One important cause of non-portability of software is the incorrect assumption that all computers have the same word size as the computer used by the programmer. For example, if a programmer using the C language incorrectly declares as int a variable that will be used to store values greater than 2^{15}−1, the program will fail on computers with 16-bit integers. That variable should have been declared as long, which has at least 32 bits on any computer. Programmers may also incorrectly assume that a pointer can be converted to an integer without loss of information, which may work on (some) 32-bit computers, but fail on 64-bit computers with 64-bit pointers and 32-bit integers. This issue is resolved by C99 in stdint.h in the form of `intptr_t`

.

A *short integer* can represent a whole number that may take less storage, while having a smaller range, compared with a standard integer on the same machine.

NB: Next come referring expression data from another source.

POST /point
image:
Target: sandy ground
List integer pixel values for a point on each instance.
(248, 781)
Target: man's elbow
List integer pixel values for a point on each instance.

In C, it is denoted by short. It is required to be at least 16 bits, and is often smaller than a standard integer, but this is not required.^{[7]}^{[8]} A conforming program can assume that it can safely store values between −(2^{15}−1)^{[9]} and 2^{15}−1,^{[10]} but it may not assume that the range isn't larger. In Java, a short is *always* a 16-bit integer. In the Windows API, the datatype SHORT is defined as a 16-bit signed integer on all machines.^{[6]}

A *long integer* can represent a whole integer whose range is greater than or equal to that of a standard integer on the same machine.

In C, it is denoted by long. It is required to be at least 32 bits, and may or may not be larger than a standard integer. A conforming program can assume that it can safely store values between −(2^{31}−1)^{[9]} and 2^{31}−1,^{[10]} but it may not assume that the range isn't larger.

In the C99 version of the C programming language and the C++11 version of C++, a `long long`

type is supported that has double the minimum capacity of the standard `long`

. This type is not supported by compilers that require C code to be compliant with the previous C++ standard, C++03, because the long long type did not exist in C++03. For an ANSI/ISO compliant compiler, the minimum requirements for the specified ranges, that is, −(2^{63}−1)^{[9]} to 2^{63}−1 for signed and 0 to 2^{64}−1 for unsigned,^{[10]} must be fulfilled; however, extending this range is permitted.^{[16]}^{[17]} This can be an issue when exchanging code and data between platforms, or doing direct hardware access. Thus, there are several sets of headers providing platform independent exact width types. The C standard library provides *stdint.h*; this was introduced in C99 and C++11.